Idaho Fish and Game biologists expect more than 1,000 sockeye to make the nearly 900-mile trip from the Pacific to up to the Sawtooth Valley. Only through the captive breeding program run out of the Eagle Hatchery has this and recent generations of sockeye been able to continue a migration that began 10,000 years ago.
These fish are proof that the Endangered Species Act works at some level. If the Shoshone-Bannock had not petitioned the federal government to protect sockeye as an endangered species in 1990, and had they not been listed, they would be gone.
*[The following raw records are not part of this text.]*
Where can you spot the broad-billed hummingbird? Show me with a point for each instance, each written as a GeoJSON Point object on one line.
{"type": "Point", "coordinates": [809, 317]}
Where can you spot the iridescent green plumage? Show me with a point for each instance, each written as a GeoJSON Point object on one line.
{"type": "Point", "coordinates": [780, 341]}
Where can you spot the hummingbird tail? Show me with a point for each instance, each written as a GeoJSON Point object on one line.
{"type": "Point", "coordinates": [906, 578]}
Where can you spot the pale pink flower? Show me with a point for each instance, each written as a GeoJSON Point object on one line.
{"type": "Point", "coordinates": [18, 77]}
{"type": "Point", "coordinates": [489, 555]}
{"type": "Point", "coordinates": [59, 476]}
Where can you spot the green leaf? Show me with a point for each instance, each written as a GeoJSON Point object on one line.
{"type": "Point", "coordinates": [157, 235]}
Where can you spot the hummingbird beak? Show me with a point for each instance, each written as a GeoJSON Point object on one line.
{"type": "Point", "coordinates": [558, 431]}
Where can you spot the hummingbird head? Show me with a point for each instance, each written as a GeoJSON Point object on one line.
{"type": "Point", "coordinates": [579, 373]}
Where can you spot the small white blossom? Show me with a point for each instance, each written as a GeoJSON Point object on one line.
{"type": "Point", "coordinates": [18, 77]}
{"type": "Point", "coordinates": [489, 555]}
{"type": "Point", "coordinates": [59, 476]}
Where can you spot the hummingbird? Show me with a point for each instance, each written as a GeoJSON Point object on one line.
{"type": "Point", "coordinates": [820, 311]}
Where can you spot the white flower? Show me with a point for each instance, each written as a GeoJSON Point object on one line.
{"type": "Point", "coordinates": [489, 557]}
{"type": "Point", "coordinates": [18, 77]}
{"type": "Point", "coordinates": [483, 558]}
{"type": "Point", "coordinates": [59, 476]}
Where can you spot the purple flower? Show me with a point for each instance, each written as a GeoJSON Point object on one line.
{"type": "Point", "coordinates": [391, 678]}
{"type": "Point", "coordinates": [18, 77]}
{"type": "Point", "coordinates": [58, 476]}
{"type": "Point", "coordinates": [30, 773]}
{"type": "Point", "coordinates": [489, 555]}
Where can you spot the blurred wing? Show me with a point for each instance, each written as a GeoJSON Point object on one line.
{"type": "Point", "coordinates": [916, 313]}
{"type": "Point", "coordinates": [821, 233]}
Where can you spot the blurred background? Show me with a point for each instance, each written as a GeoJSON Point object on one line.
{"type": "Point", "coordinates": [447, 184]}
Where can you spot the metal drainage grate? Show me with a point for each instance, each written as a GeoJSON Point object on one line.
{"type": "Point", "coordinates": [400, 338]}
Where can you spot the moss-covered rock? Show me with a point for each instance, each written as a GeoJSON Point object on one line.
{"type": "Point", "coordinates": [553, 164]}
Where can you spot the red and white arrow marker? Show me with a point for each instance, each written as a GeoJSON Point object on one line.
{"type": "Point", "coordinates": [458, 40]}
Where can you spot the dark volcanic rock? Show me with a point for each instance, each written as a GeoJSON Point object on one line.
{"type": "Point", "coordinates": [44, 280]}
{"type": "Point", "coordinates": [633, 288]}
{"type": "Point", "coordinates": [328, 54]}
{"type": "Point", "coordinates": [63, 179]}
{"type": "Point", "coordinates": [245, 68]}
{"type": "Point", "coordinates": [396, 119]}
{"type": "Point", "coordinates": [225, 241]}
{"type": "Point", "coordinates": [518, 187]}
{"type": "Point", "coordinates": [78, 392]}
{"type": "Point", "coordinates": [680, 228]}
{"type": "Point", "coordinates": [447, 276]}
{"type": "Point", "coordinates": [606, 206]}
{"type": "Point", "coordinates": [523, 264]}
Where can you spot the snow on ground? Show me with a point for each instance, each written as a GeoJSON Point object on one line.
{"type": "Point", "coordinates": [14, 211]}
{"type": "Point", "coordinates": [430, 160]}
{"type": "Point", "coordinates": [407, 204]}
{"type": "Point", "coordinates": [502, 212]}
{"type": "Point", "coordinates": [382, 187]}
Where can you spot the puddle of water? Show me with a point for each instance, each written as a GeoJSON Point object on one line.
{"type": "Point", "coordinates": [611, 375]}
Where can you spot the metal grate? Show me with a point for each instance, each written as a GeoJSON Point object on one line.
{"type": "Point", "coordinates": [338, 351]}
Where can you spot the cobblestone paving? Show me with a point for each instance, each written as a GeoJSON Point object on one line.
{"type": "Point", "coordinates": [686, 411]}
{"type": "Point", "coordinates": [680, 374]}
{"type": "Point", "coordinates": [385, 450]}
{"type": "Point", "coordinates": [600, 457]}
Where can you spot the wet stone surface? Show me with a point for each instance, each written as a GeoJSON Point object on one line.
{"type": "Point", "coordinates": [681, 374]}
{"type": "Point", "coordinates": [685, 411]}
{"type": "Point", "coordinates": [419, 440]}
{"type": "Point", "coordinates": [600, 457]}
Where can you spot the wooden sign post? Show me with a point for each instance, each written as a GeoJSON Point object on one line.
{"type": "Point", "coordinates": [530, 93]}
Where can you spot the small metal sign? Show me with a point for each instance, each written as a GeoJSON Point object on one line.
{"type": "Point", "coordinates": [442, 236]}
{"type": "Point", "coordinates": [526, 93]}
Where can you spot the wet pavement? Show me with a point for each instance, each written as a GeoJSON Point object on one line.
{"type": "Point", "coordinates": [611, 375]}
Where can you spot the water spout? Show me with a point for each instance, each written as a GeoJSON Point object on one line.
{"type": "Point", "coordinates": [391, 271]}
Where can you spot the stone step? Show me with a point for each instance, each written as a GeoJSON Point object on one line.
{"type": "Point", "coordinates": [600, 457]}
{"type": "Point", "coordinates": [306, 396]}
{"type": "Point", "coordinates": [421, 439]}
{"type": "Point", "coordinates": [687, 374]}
"Lonesome Larry" was unique among sockeye in 1992 as the only one worldwide that climbed more than 6,500 feet in elevation to reach his spawning destination, and he represented the southern most-North American sockeye population. Now there are thousands more.
And they aren't just coming back to Redfish. Sockeye are spawning in both Petit and Alturas now have spawning sockeyes despite an active campaign in the 1960s by fisheries officials to eradicate them. We might see them again in Stanley and Yellow Belly lakes, who knows?
While a big success, the returns are still mostly dependent on the hatchery-raised fish. Take away the hatchery and they go back to Lonesome Larry levels. But there are few people who thought in 1990 that the sockeye would still be swimming in Idaho.